Dynamo DB

  • A fast and flexible noSQL DB for applications that need consistent, single-digit millisecond latency at any scale.
  • Fully managed DB, can be configured to autoscale, integrates well with Lambda.
  • Supports both document and key-value data models
  • Flexible data model and reliable performance.
  • Stored on SSD
  • Spread across 3 geographically distinct dat centres
  • Choice of 2 consistency models:
  • Eventual Consistent Reads (Default)
  • Strongly Consistent Reads


Eventually Consistent Reads

Consistency across all copies of data is usually reached within a second. Repeating a read after a short time should return the updated data. (Best Read Performance)

Strongly Consistent Reads

A strongly consistent read returns a result that reflects all writes that received a successful response prior to the end


  • Tables
  • Items
  • Attributes
  • Supports key-value and document data structures
  • Key = Name of the data, Value = Data itself
  • Documents can be written in JSON, HTML or XML

Primary Keys

Dynamo DB Stores and retrieves data based on Primary Key - 2 Types:

Partition Key - unique attribute (e.g. user ID):

  • Value of partition key is input to an internal hash function which determines the partition or physical location on which the data is Stored
  • If you are using the partition key as your primary key, then no two items can have the same partition key.

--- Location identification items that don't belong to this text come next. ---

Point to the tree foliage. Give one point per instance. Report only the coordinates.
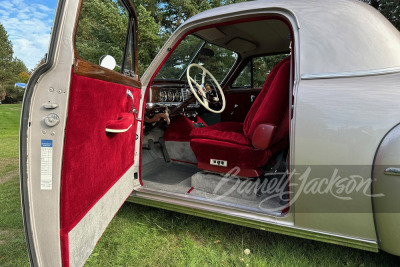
(10, 68)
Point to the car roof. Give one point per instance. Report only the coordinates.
(334, 36)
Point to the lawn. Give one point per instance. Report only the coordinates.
(144, 236)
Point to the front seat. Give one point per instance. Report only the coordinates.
(249, 145)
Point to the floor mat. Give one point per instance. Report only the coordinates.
(171, 173)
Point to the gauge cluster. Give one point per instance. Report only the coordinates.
(172, 95)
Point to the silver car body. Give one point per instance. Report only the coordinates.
(346, 86)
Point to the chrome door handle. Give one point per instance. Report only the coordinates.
(129, 94)
(392, 171)
(234, 107)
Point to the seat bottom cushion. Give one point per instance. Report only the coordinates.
(230, 132)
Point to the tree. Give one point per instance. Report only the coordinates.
(10, 68)
(23, 77)
(149, 40)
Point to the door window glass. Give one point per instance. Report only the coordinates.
(106, 28)
(255, 73)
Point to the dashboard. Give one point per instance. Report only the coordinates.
(170, 95)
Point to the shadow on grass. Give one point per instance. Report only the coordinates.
(146, 236)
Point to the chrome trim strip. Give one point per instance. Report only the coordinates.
(392, 171)
(361, 73)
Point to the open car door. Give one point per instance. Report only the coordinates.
(79, 138)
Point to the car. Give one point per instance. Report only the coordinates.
(281, 116)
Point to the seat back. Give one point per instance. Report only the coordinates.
(273, 100)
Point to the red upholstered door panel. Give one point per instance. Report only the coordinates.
(238, 104)
(93, 161)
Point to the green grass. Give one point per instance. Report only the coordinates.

Composite Key (Partition key + Sort Key) in combination:

  • Primary key would be a composite key consisting of
  • Partition Key - User ID
  • Sort Key - Timestamp of Post
  • 2 items may have the same Partition key, but they must have a different sort key.
  • All items with the same Partition Key are stored together, then sorted according to the Sort key Value
  • Allows you to store multiple items with the same Partition Key

Access Control

  • Authentication and Access Control is managed using AWS IAM
  • You can create an IAM user within your AWS account which has specific permissions to access and create DynamoDB tables.
  • You can create an IAM role which enables you to obtain temporary access keys which can be used to access DynamoDB
  • You can also use a special IAM Condition to restrict user access to only their own records

IAM Conditions Example

Imagine a mobile gaming app with millions of users: * Users need to access high scores for each game they are playing * Access must be restricted to ensure they cannot view anyone else’s data

This can be done by adding a Condition to an IAM Policy to allow access only to items where the Partition Key value matches their User ID.

Exam Tips - Dynamo DB

  • DynamoDB is a low latency noSQL DB
  • Consists of Tables Items and Attributes
  • Supports both document and key-value data models
  • Supported document formats are JSON, HTML, XML
  • 2 types of Primary key - Partition Key and combination of Partition Key + Sort Key (Composite Key)
  • 2 consistency models: Strongly Consistent / Eventually Consistent
  • Access is controlled using IAM policies
  • Fine grained access control using IAM Condition parameter: dynamodb:LeadingKeys to allow users to access only the items where the partition key value matches their user ID

Useful Example Reference with PHP related scripts.

Sample CLI Commands

aws dynamodb get-item --table-name ProductCatalog --key '{"Id": {"N":"205"}}'


In SQL DBs an index is a data structure which allows you to perform fast queries on specific columns in a table. You select the columns that you want included in the index and run your searches on the index - rather than the entire dataset.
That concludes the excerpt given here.